Yolande Labaki aborde chaque journée avec une discipline de vie précise, centrée autour de sa création artistique. « Je peins toute la journée, explique-t-elle. Je me lève, j’entre dans mon atelier et j’y reste jusqu’à la tombée de la nuit. » Dans son atelier, depuis un certain temps, elle questionne sans cesse la mémoire et ses méandres. Depuis toujours, elle est fascinée par cet étrange mécanisme qui ne cesse de nous échapper, qui nous conduit d’une case à une autre, d’un souvenir à un autre, incertain, confus et fuyant. « La mémoire, dit-elle, est parfois présente, parfois rejetée. On veut se souvenir, parfois on enjolive, et souvent le souvenir prend des chemins flous, vagabonds. »
Il résulte de cette méditation picturale une cinquantaine de toiles, réalisées en une année de travail acharné, qui tentent de capturer la fluidité du souvenir et y parviennent avec grâce. Plongée chaque jour dans ses pigments naturels, Yolande Labaki révèle sur la toile sa vision des mécanismes de la mémoire, égrenés en petites formes géométriques, fragments joyeux et précieux délicatement incrustés de feuille d’or et de paillettes. Entre évasion et enfermement, ils se glissent à travers des masses terreuses ou s’accumulent derrière des barreaux. Abstraites, ces œuvres illustrent l’invisible mouvement des souvenirs, énigme que l’artiste tente de déchiffrer à travers des couleurs tantôt profondes, tantôt vibrantes, dictées par l’intuition et le moment.
C’est un travail de longue haleine qui marque son retour à la peinture après une pause de sept à huit ans, durant laquelle elle avait délaissé le pinceau pour explorer d’autres supports, comme l’art numérique, preuve de sa vive présence au monde contemporain. Mais une série de hasards a ravivé en elle l’envie de peindre. « Des collectionneurs se sont mis à me demander des toiles. C’est ce mouvement qui a tout déclenché. J’ai eu envie de reprendre mes pinceaux. »

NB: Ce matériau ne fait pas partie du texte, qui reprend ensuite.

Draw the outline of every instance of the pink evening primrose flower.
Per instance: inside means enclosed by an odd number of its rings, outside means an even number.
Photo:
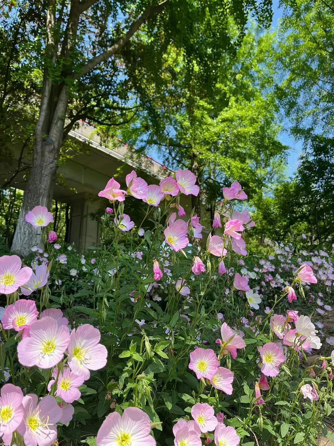
[[[200,276],[202,273],[205,272],[205,266],[197,256],[194,258],[194,264],[192,265],[191,271],[196,276]]]
[[[231,185],[231,187],[223,187],[223,195],[225,200],[247,200],[247,196],[241,190],[241,186],[237,181],[235,181]]]
[[[190,289],[187,286],[186,281],[182,279],[179,279],[176,281],[175,288],[176,291],[178,291],[181,296],[188,296],[190,294]]]
[[[243,276],[240,276],[239,273],[236,273],[234,276],[233,284],[235,288],[241,291],[249,291],[250,289],[248,285],[248,279]]]
[[[284,291],[285,293],[288,293],[288,300],[289,303],[291,303],[293,301],[297,301],[297,297],[292,286],[286,286],[284,289]]]
[[[58,368],[56,367],[52,372],[52,376],[54,378],[51,380],[48,385],[49,392],[51,389],[53,384],[55,382],[58,374]],[[57,396],[60,396],[66,403],[73,403],[78,400],[81,396],[81,392],[78,388],[82,386],[85,380],[82,376],[78,376],[71,371],[69,367],[64,367],[62,373],[60,372],[58,376],[57,389],[56,392]]]
[[[125,194],[126,191],[120,189],[121,185],[113,177],[107,183],[107,185],[98,194],[99,197],[103,197],[110,202],[124,201],[125,199]]]
[[[154,273],[154,280],[159,281],[163,277],[163,272],[160,269],[159,263],[157,260],[153,262],[153,273]]]
[[[38,312],[34,301],[21,299],[6,309],[1,319],[5,330],[20,331],[37,320]]]
[[[238,446],[240,437],[232,426],[218,423],[215,431],[215,443],[216,446]]]
[[[244,227],[242,225],[240,220],[229,220],[225,225],[224,234],[227,234],[236,240],[240,240],[241,238],[241,234],[239,233],[244,231]]]
[[[32,224],[35,229],[47,226],[53,221],[53,216],[45,206],[35,206],[25,216],[25,221]]]
[[[48,279],[50,275],[50,272],[48,270],[48,267],[45,263],[42,263],[36,268],[35,273],[33,273],[30,276],[30,278],[25,284],[25,286],[22,286],[21,291],[24,296],[29,296],[33,291],[38,288],[42,288],[48,283]]]
[[[190,362],[188,367],[196,373],[197,379],[207,378],[211,380],[218,370],[219,362],[213,350],[200,347],[190,353]]]
[[[137,176],[137,173],[133,170],[125,177],[128,191],[135,198],[142,200],[147,195],[147,183],[142,178]],[[130,186],[131,184],[131,186]]]
[[[122,215],[118,215],[118,218],[116,218],[115,217],[114,219],[114,221],[115,224],[117,225],[123,232],[130,231],[134,226],[134,222],[131,221],[130,216],[126,214],[123,214]]]
[[[195,184],[196,177],[190,170],[181,170],[180,169],[176,173],[176,182],[180,190],[185,195],[194,195],[197,196],[200,188]]]
[[[187,236],[188,226],[183,220],[177,220],[165,229],[166,243],[177,252],[187,246],[189,239]]]
[[[217,339],[216,342],[221,347],[222,354],[227,355],[229,351],[235,359],[237,355],[236,349],[244,348],[246,347],[244,341],[240,336],[233,331],[226,322],[221,326],[220,335],[221,339]]]
[[[311,267],[305,263],[301,266],[297,272],[297,278],[301,282],[308,282],[309,283],[317,283],[318,281]]]
[[[159,203],[165,198],[165,194],[162,192],[160,186],[157,184],[151,184],[147,188],[147,197],[143,200],[151,206],[159,206]]]
[[[213,408],[207,403],[197,403],[193,406],[191,416],[203,433],[214,430],[218,424]]]
[[[71,333],[68,364],[74,373],[85,380],[89,379],[90,370],[98,370],[106,364],[107,349],[99,343],[100,339],[98,329],[89,324],[74,328]]]
[[[234,374],[232,372],[224,367],[218,367],[210,382],[215,388],[222,390],[227,395],[232,395],[233,392],[232,383],[234,379]]]
[[[215,216],[212,222],[212,227],[221,227],[220,214],[218,211],[215,211]]]
[[[1,388],[0,393],[1,437],[3,435],[11,435],[22,421],[24,413],[23,399],[23,393],[17,386],[5,384]]]
[[[28,266],[21,268],[21,265],[18,256],[0,257],[0,294],[10,294],[28,282],[33,270]]]
[[[67,326],[58,326],[57,321],[45,316],[30,326],[29,335],[17,346],[19,362],[22,365],[49,368],[62,359],[69,341]]]
[[[98,429],[96,444],[98,446],[155,446],[151,430],[147,413],[138,407],[128,407],[122,417],[116,412],[109,414]]]
[[[53,242],[57,242],[58,240],[58,237],[57,237],[57,235],[56,234],[54,231],[50,231],[49,233],[49,237],[48,238],[48,243],[53,243]]]
[[[172,177],[167,177],[164,180],[162,180],[159,184],[160,190],[165,195],[175,197],[179,193],[179,186]]]
[[[262,373],[267,376],[277,376],[280,372],[279,366],[285,360],[281,346],[269,342],[259,350],[262,362]]]
[[[51,446],[57,438],[57,423],[61,409],[50,395],[38,403],[37,395],[29,393],[23,397],[24,413],[17,432],[23,437],[26,446]]]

Ce retour a pris la forme de cette série sur la mémoire, fruit de sa fascination pour la manière dont les souvenirs se télescopent en chaîne. Pour Yolande, « certains mauvais souvenirs, on peut les enterrer, tandis que les autres luttent pour échapper à l’obscurité qui les renferme ». « Les paillettes et la feuille d’or, ce sont ces petites choses que je fais briller, comme si des souvenirs cherchaient à se dégager d’un carcan ou d’une prison », dit-elle. Ses lignes et ses formes, souvent puissantes, tracées à grands gestes, évoquent cette entrave que la mémoire tente de surmonter.
Ces œuvres somptueuses, aux pigments les plus purs, parlent de captivité et de liberté. Elles sont un hommage au temps, aux souvenirs qui jaillissent figés dans l’or, avant de se libérer en un souffle d’évasion.
Depuis sa première exposition solo au Musée des beaux-arts de Bruxelles en 1974, où le surréalisme guidait sa démarche, Yolande Labaki n’a cessé de questionner l’inconscient et les mystères de l’esprit, mais aussi les faits de société, entre stylisation et abstraction, explorant les médias les plus variés, dont notamment la sérigravure et la lithographie. À travers « Mémoire vagabonde », elle poursuit ce voyage intérieur, toujours plus fascinée par ces énigmes invisibles qui, de case en case, dessinent les contours de notre mémoire personnelle et collective.
Yolande Labaki, « Mémoire vagabonde », galerie Cheriff Tabet, du 10 au 31 décembre 2024.